Le problème, si l’on peut dire, c’est que le traitement spatial de l’exclusion sociale, en l’occurrence celui de la pauvreté étrangère, est peu opérant. En effet, les politiques d’expulsion des terrains et d’éloignement des personnes qui prévalent actuellement amplifient les processus de marginalisation, ce qui se traduit, au minimum, par l’« instabilisation » et par la précarisation des personnes et des groupes visés. En outre, les travaux sur les cités de transit, encore qualifiées d’« habitat assignatif » (Tricart, 1977, p. 605), ont montré les limites de ce genre de dispositif, ainsi que celles de l’assimilation sous tutelle.
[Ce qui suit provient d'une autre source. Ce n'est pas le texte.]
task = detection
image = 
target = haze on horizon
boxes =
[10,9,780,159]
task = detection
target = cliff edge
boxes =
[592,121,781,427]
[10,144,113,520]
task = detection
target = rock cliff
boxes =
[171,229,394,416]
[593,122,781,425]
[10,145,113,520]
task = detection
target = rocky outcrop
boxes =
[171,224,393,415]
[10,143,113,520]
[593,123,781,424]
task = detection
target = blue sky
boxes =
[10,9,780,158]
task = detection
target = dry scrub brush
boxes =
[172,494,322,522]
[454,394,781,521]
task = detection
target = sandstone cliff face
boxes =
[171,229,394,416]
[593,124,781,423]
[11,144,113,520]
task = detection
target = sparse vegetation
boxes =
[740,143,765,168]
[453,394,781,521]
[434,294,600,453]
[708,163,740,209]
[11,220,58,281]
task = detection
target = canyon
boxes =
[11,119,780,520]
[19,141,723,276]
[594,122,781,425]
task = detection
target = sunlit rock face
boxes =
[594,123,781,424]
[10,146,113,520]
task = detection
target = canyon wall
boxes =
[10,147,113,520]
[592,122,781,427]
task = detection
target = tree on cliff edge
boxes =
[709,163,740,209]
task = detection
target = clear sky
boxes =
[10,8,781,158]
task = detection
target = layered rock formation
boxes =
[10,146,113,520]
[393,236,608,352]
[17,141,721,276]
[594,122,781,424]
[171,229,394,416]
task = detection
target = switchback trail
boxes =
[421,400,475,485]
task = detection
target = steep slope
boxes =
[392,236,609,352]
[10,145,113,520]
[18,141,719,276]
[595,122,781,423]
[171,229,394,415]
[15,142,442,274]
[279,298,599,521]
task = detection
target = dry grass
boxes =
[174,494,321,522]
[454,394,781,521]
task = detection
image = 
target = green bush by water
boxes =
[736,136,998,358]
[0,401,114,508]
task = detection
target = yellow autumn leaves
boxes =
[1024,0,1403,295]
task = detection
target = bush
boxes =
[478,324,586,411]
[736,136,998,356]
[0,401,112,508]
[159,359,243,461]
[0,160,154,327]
Le plus souvent, le traitement spécifique des populations dites « à problèmes » a davantage renforcé les processus de stigmatisation et de ségrégation socio-spatiale qu’il n’a favorisé l’intégration des publics concernés (Pétonnet, [1979] 1985).
Faut-il, dans ces conditions, songer à dé-spatialiser les politiques en direction des migrants roms en situation précaire ? Cela semble difficile, si l’on tient compte d’une part du rôle que joue la territorialisation des hôtes dans la construction des régimes d’hospitalité, et de la société d’accueil d’autre part, en particulier les institutions qui, le plus souvent, continuent de percevoir les migrants en question comme des étrangers « indésirables ». Changer de politique nécessite au préalable de changer de regard sur autrui. En ce qui concerne les Roms roumains et bulgares, les nombreuses allégations à leur endroit montrent qu’actuellement, la tendance est plutôt opposée.